Il continuait inlassablement à donner des instructions dans un rythme effréné. Et à chacun de ses ordres, le soldat en armure s'exécutait aussitôt, lui accordant une confiance aveugle. Les ténèbres entouraient le duo dans son long périple vers l'inconnu, et seule une minuscule fée, brillant telle une lanterne, leur permettait de s'orienter. Lors des combats, la lumière se mettait à clignoter et à virevolter, perturbée par la violence des coups d'épée et des chocs sur les boucliers. Alors, pour l'observateur attentif, seuls le fracas des armes, les cris de son personnage et les reflets sur l'armure en acier lui permettaient de suivre l'action.
Une coupure, tout aussi soudaine qu'étrange, interrompit leur marche dans l'immense terre enneigée de Frostenheim.
Le duo se retrouva alors au sommet d'une montagne, confronté à un gigantesque dragon. La bête se dressa et déploya ses ailes dans un fracas assourdissant, faisant vibrer l'air autour d'eux. Ses yeux incandescents fixaient le duo d'un regard menaçant, et son souffle brûlant provoquait la fonte de la neige sous ses pattes. Visiblement, le monstre semblait prêt à attaquer.

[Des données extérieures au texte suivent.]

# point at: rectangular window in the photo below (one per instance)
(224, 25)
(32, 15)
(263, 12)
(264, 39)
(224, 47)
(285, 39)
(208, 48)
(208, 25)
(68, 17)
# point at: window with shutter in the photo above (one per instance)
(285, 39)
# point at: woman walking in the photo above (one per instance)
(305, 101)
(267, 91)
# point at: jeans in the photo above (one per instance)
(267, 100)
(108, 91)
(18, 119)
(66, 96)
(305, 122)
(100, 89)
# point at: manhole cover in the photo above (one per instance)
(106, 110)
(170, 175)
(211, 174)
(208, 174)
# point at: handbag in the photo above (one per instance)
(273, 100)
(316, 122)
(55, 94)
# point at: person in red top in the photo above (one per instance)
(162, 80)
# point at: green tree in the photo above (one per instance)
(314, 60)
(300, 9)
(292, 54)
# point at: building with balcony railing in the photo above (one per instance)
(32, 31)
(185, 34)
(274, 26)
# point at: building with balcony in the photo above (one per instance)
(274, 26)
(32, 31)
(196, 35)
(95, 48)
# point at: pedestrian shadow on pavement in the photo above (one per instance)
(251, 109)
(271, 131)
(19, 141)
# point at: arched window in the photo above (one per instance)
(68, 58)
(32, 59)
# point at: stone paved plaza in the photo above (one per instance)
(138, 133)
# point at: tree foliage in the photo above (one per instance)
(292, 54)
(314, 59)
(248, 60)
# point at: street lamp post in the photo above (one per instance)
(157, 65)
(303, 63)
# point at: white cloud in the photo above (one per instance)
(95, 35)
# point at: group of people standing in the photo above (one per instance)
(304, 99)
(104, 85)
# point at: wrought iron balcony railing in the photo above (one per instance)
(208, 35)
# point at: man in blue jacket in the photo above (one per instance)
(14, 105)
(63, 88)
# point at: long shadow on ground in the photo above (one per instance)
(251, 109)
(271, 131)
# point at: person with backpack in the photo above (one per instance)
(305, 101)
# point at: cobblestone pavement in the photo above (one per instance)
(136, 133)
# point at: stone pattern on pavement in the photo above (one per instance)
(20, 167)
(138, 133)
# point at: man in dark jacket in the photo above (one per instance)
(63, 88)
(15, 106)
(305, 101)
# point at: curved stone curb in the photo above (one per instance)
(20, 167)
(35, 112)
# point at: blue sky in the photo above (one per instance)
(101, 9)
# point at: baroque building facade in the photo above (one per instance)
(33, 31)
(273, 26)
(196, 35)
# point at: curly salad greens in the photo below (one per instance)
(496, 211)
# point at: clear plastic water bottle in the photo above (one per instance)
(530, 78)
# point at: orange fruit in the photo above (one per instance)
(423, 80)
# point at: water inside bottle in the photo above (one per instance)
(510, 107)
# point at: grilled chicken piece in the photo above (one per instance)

Suite à une nouvelle instruction du joueur, le soldat sortit un arc de son équipement et tira des flèches de glace. Mais cette tentative désespérée n'infligea aucune blessure au terrible boss, dont la puissance et la défense dépassaient de loin les capacités du guerrier en armure, encore trop peu expérimenté pour affronter un tel adversaire.
Mort par brûlure, mort par chute accidentelle, mort par écrasement... Les échecs se multipliaient pour le pauvre soldat dans ce combat sans merci. Et à chaque fois, il fallait tout recommencer. Tout le long périple dans les ténèbres, toute la succession de combats fastidieux, toute la périlleuse exploration jusqu'à la montagne.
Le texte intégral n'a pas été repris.